Islamist extremists are much more likely to have degrees in engineering, science and medicine than in disciplines related to Islam, and at least a few had to buy “Islam for Dummies” to learn about their own religion. They are in no position to determine whether violence is sanctioned by Islam, and most of the ones I interviewed were not exactly wide-eyed true believers ruthlessly guided by the will of God.
If you can’t draw a straight line from radical Islam to terrorism, what might be driving extremism in the Middle East? The answer is complicated, but since the 1970s, study after study suggests that socioeconomic factors — not religion or ideology — lay the groundwork for violence.
The vast majority of young people in places like the Middle East and North Africa face a bleak socioeconomic future. Youth unemployment in the region hovers around 30 percent, which is expected to skyrocket as economies struggle to create enough jobs to keep pace with a massive demographic youth bulge. In 2000, the World Bank estimated that the region would need to create about 100 million new jobs to keep pace, and it’s nowhere near to closing the gap.
The effect of this socioeconomic crisis is about more than just employment and livelihoods for young people; it represents a fundamental breakdown of the social contract in the region. For decades, governments in the Middle East and North Africa promised socioeconomic support — free education, subsidies and public-sector employment — in exchange for limits on political participation and civic activity.
Young people expected that they would have jobs and that governments would provide opportunities and pathways for secure livelihoods.
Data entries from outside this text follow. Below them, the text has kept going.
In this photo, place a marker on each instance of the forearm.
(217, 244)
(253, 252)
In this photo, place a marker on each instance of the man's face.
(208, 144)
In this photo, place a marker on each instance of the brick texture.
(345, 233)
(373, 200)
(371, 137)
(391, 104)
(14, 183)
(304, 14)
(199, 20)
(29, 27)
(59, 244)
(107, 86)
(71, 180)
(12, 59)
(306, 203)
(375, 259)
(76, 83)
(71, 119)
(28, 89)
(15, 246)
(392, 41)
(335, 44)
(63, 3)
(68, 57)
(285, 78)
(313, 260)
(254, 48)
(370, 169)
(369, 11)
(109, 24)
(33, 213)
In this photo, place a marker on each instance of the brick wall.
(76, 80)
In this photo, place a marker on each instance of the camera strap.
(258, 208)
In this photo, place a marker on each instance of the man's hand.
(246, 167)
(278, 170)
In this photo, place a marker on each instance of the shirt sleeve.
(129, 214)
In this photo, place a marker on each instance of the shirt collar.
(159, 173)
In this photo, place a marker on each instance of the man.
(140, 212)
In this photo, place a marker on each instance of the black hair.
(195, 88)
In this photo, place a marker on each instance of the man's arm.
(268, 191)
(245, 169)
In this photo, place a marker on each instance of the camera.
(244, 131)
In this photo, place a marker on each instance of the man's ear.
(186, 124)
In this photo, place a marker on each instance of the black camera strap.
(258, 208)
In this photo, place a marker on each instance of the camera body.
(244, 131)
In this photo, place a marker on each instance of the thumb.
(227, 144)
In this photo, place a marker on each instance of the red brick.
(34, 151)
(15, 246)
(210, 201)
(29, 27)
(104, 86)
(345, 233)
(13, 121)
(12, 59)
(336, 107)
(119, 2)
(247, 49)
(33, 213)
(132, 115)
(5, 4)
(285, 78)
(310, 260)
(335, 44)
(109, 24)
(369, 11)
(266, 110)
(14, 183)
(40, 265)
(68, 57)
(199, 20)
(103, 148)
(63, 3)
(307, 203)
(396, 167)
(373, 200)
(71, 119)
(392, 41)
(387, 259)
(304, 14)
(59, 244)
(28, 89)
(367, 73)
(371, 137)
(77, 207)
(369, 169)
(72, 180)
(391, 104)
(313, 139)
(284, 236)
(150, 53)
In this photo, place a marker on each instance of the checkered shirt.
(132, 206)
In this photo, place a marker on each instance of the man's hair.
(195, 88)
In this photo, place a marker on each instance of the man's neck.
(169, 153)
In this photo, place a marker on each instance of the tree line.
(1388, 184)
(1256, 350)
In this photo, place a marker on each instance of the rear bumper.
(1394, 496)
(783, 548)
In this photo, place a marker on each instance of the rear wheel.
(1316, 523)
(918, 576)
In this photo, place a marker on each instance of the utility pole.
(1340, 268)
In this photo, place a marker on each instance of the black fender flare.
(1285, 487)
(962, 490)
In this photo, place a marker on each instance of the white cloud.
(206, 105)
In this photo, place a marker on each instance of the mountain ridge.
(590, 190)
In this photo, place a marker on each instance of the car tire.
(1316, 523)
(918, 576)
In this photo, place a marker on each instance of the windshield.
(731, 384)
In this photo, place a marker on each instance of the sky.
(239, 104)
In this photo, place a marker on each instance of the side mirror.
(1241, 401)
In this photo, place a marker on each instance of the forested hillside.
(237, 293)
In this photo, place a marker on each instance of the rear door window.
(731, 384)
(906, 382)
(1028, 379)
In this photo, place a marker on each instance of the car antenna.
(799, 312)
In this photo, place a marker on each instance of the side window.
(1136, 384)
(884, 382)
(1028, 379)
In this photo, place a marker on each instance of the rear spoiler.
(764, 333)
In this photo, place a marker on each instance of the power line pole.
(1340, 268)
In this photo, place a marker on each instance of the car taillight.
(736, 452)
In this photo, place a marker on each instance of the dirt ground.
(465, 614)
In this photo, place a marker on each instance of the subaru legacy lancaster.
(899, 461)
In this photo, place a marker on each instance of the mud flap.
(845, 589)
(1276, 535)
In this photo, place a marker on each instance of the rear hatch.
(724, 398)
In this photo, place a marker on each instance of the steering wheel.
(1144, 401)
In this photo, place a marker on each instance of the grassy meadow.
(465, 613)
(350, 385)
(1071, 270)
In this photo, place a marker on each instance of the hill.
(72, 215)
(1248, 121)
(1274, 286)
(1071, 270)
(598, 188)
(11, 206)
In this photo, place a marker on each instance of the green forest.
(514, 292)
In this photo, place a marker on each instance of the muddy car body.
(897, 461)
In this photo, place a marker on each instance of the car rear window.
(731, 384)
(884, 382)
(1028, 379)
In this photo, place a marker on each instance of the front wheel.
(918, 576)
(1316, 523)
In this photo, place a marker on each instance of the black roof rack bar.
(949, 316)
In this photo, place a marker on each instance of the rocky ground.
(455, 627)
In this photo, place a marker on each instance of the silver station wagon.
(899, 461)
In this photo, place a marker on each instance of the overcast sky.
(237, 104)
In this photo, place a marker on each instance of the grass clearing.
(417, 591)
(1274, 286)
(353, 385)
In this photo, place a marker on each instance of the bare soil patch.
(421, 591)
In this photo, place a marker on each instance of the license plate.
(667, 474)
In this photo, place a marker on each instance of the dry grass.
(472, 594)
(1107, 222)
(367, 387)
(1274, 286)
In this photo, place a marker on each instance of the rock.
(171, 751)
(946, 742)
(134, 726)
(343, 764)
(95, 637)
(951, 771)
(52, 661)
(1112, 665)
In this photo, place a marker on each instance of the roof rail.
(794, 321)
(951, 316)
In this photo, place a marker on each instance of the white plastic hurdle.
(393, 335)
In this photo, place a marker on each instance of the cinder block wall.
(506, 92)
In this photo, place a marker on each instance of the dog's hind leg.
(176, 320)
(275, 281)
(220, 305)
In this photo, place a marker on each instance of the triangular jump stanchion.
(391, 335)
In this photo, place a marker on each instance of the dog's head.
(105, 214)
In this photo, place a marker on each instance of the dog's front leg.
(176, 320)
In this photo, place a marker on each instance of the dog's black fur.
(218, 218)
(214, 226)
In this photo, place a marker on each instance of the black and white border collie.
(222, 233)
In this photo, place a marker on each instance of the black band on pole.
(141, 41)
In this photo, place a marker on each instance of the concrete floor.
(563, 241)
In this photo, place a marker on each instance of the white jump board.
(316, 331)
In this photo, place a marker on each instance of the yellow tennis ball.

The expectation, however, has been dashed by corruption, economic crises, skills gaps and decreased public-sector employment.
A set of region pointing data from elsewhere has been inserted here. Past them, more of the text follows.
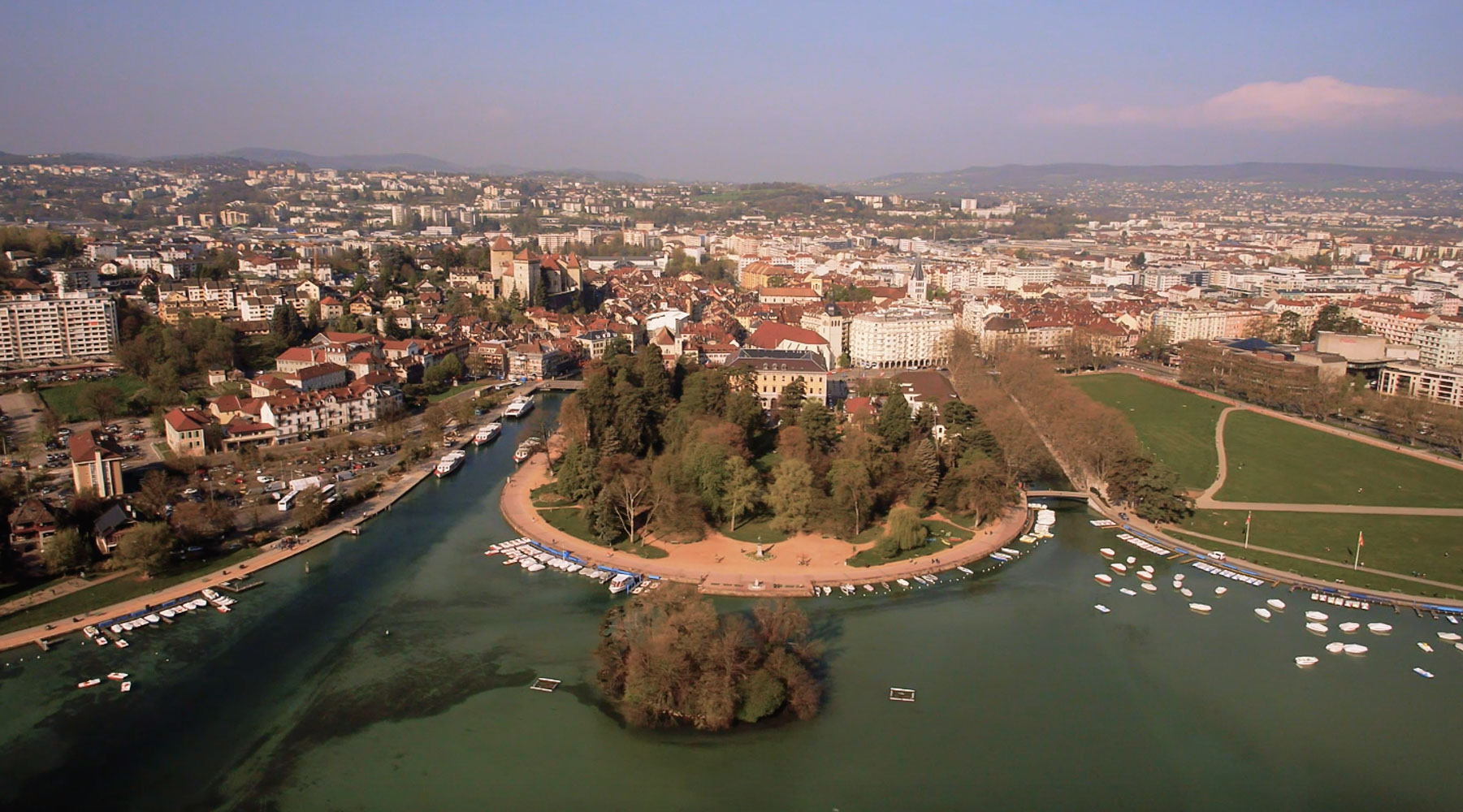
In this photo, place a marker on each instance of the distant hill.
(1019, 177)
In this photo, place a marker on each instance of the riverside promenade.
(720, 565)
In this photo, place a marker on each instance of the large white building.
(902, 337)
(38, 328)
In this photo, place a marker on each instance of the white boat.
(449, 463)
(487, 434)
(520, 407)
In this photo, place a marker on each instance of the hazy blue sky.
(790, 91)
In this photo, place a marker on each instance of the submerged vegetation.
(669, 659)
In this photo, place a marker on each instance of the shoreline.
(727, 576)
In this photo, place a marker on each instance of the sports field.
(1276, 461)
(1178, 428)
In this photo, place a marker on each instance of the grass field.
(1276, 461)
(116, 591)
(1178, 428)
(63, 400)
(1421, 546)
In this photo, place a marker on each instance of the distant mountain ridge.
(1046, 176)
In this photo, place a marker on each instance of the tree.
(66, 551)
(894, 421)
(147, 546)
(792, 495)
(743, 489)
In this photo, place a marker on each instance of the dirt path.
(723, 565)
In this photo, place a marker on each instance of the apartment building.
(40, 328)
(902, 337)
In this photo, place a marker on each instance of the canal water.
(396, 676)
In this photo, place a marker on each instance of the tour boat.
(449, 463)
(487, 434)
(520, 407)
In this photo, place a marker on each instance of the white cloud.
(1320, 102)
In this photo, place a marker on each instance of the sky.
(802, 91)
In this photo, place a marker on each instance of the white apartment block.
(1188, 325)
(902, 337)
(38, 328)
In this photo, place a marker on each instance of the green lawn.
(575, 521)
(63, 400)
(115, 591)
(1276, 461)
(1421, 546)
(1178, 428)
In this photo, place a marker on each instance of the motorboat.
(487, 434)
(449, 463)
(520, 407)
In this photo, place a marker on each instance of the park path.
(723, 565)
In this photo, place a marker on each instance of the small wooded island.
(669, 659)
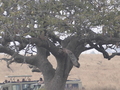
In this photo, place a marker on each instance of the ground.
(95, 72)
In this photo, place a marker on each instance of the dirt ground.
(95, 72)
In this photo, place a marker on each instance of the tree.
(35, 27)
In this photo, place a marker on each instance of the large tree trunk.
(54, 79)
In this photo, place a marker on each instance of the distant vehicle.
(34, 85)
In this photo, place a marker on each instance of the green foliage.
(21, 16)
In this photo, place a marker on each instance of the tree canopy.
(63, 28)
Young people struggle to find jobs, or at least jobs that match their education levels and skills, and many face delayed marriage, boredom and a sense of exclusion and injustice. They have lost confidence in government, suffer from severe frustration and disillusionment, and are paralyzed by what many call “waithood” — waiting for their futures to be decided by forces beyond their control.
The dramatic failure of the Arab Spring to fulfill hopes has only deepened feelings of disempowerment and helplessness, emasculation and a loss of self-esteem, low levels of life satisfaction and a lack of meaning and relevance. Groups like the Islamic State feed on disillusionment and prey on the sense of helplessness that is growing among young people.
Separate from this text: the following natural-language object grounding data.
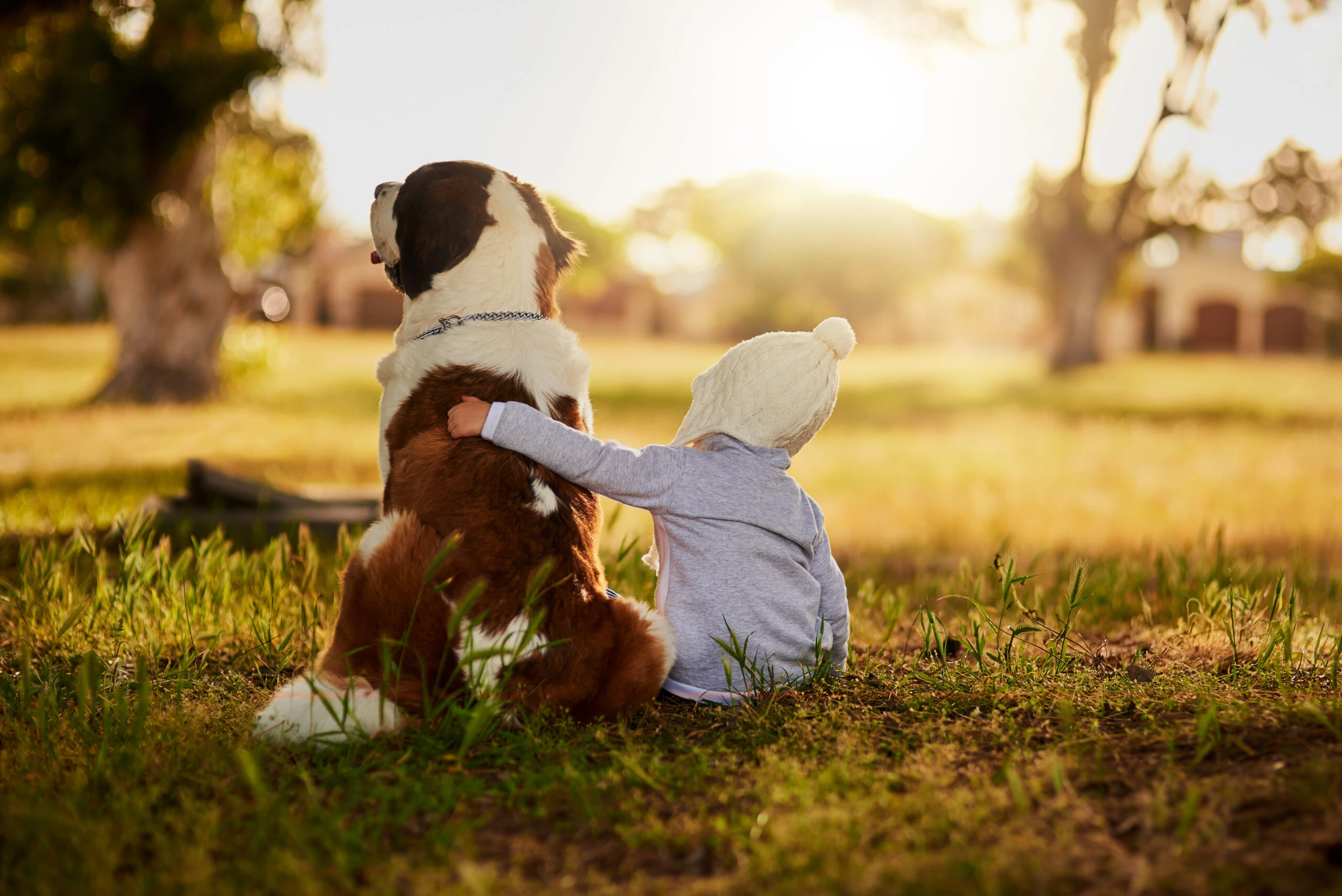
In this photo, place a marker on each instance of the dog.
(482, 573)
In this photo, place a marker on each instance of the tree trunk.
(1079, 280)
(1081, 263)
(168, 296)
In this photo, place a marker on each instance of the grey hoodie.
(740, 544)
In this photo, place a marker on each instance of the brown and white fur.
(463, 238)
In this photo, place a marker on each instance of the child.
(740, 542)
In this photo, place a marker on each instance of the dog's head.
(471, 230)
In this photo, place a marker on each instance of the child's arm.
(643, 478)
(834, 601)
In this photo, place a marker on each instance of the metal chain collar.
(456, 320)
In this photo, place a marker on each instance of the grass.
(929, 451)
(1168, 724)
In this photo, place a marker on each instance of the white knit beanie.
(776, 390)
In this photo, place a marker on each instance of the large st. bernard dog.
(463, 239)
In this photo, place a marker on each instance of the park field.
(1096, 647)
(933, 451)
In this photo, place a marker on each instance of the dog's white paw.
(325, 713)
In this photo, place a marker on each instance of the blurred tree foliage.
(265, 188)
(794, 253)
(108, 138)
(1086, 232)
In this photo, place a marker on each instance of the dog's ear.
(564, 249)
(439, 219)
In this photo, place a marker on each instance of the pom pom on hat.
(838, 334)
(776, 390)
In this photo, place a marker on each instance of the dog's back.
(446, 590)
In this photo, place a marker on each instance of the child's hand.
(468, 419)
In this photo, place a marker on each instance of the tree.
(109, 137)
(1086, 232)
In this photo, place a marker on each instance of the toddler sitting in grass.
(740, 549)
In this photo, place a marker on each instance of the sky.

Recruits to the Islamic State tend to be better educated than average, unemployed or underemployed and not particularly knowledgeable about Islam. For many, the appeal of extremist groups is not religious duty, conviction or ideology. It is the promise of empowerment, regained dignity and (ironically) hope. For example, during a focus group for a project I helped run in the Middle East last year, a teenager openly praised the Islamic State by saying, “They are the only ones fighting against corruption.”
The Trump administration will be more effective if it invests heavily in programs that address the real drivers of radicalization by empowering young people, providing socioeconomic opportunities and inspiring hope for the future.
Trump’s speech ignored this reality. In fact, U.S. officials working on countering violent extremism tell me that Trump appointees have derided socioeconomic and empowerment programs as “jobs for jihadis” and are maneuvering to cut them as they gut the budgets at State Department and the U.S. Agency for International Development. Cutting these programs would be shortsighted and would hurt our national security.
Trump’s narrow focus on countering “radical ideology,” unfortunately, will only distract us from the real solution. His speech in Saudi Arabia could have been used to rally allies behind a much bolder and more effective strategy that addresses the actual drivers of radicalization.
Quintan Wiktorowicz was a senior director at the National Security Council from 2011 to 2013. He is the author of several books on extremism.